An independent human rights organization says TikTok is hosting and promoting neo-Nazi accounts that are denying the holocaust, glorifying Hitler, supporting white supremacist mass shooters and more. They’re also using generative AI, coded words and audio, and manipulated or obfuscated images to evade filters.
“TikTok hosts hundreds of accounts which openly support Nazism and use the video app to promote their ideology and propaganda,” the Institute for Strategic Dialog report says. “This includes videos featuring Holocaust denial; glorification of Hitler, Nazi-era Germany, and Nazism as a solution to contemporary issues; support for white supremacist mass shooters, and livestreamed footage or recreations of these massacres.
ISD says they found a network of “hundreds” of accounts after initially seeing just one neo-Nazi. And, similarly to how YouTube has been shown to be used by racists to amplify their messages, TikTok’s algorithm works to give people more of what they seem to like. That’s a self-reinforcing loop which leads to more and more of the same kind of content, and when it comes to hate speech or misinformation, the algorithm works exactly the same way on TikTok’s “For You Page.”
“After viewing the pages of 10 accounts in the network and 10 videos total, a new dummy account scrolled through just three videos in TikTok’s For You Page (FYP) before receiving a recommendation for Nazi propaganda,” the ISD report says. “For a longer-standing dummy account which has engaged with more such content, most videos in TikTok’s FYP promote Nazism or hate speech.”
When reported, TikTok is not taking the videos down, or at least not taking them down promptly, ISD says, despite TikTok’s community guidelines around hateful ideologies, promotion of violence, Holocaust denial, and more.
Specifically, TikTok community guidelines state that “we do not allow any hate speech, hateful behavior, or promotion of hateful ideologies.”
A day after reporting, the accounts were still live. 50 of the reported accounts had more than 6.2 million views collectively. Two weeks late, 15 of the accounts were banned, and within a month, 23 of the 50 had been deleted.
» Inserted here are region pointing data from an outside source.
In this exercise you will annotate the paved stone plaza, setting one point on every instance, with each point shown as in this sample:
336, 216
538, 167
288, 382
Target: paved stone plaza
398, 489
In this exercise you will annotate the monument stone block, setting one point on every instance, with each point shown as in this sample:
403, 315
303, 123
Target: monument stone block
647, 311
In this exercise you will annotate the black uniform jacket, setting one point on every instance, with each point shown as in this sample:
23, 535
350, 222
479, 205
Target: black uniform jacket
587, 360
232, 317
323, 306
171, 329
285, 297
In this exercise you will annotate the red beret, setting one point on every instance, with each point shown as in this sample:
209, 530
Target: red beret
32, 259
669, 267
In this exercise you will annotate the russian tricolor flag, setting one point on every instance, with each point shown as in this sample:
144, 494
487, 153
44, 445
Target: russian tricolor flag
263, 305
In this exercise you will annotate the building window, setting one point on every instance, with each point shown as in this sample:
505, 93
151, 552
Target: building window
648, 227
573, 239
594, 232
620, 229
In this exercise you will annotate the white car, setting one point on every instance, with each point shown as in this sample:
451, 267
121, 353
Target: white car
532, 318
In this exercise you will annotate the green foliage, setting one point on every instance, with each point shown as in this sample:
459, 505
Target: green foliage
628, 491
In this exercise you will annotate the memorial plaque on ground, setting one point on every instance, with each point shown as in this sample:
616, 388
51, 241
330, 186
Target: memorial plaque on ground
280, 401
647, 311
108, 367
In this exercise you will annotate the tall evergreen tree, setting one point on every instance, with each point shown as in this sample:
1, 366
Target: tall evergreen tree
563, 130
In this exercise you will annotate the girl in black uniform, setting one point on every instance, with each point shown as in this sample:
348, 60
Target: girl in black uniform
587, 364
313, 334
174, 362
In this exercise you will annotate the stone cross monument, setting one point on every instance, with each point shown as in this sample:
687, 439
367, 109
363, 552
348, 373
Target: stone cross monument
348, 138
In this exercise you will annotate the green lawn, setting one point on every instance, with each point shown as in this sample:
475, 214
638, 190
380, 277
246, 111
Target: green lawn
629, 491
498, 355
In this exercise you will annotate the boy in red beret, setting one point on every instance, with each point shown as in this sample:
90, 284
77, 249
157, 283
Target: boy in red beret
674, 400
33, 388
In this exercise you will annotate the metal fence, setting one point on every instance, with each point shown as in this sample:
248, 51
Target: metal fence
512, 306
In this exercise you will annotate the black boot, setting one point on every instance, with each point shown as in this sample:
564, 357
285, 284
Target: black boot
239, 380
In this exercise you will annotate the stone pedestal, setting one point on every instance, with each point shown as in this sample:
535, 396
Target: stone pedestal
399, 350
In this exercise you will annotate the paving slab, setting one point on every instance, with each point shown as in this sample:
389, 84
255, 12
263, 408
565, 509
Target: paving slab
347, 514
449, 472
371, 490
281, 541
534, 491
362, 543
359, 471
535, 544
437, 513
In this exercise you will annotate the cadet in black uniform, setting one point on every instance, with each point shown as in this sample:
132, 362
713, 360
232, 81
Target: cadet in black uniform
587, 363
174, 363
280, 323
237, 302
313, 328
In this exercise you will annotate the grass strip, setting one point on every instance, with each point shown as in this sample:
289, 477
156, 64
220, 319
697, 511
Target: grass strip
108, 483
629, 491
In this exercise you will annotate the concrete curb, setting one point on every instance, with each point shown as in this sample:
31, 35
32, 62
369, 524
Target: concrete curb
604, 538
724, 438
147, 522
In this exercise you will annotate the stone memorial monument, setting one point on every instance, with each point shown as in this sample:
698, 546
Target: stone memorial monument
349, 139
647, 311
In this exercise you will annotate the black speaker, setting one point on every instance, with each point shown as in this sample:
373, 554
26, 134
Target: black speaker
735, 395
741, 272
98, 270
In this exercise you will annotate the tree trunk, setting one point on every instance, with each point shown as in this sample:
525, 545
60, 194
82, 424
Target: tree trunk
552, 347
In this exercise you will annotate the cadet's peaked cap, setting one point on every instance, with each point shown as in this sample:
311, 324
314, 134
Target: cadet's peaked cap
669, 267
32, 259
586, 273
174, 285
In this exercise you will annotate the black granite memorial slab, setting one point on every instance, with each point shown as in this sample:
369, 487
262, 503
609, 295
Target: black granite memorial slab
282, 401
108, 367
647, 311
However, the others will still active, and the ones that were banned had reached over two million views.
The researchers speculate that TikTok eventually removes most offending content, but only after they achieve significant numbers of views.
Tactics used by the neo-Nazi accounts include generative AI to create fear-inspiring images of cultural or racial invasion, use of well-known songs or images commonly used by Nazi or neo-Nazi influencers, and coded language using emojis, acronyms, or numbers to avoid content filters.
(I’m not sharing those images or codes here; you can use the link above to view them on the ISD report page if you choose.)
Some of the content is straight from the 1930s and 1940s in Nazi Germany:
“While most of the early content on the FYP consisted of standard viral TikTok videos, mostly humorous in nature, it took less than 25 videos for an AI-translated speech from Hitler to appear, which was overlaid onto a recruitment poster for a white nationalist group,” the ISD says.
I’ve asked TikTok for a comment on this report, and will update this post as the company responds.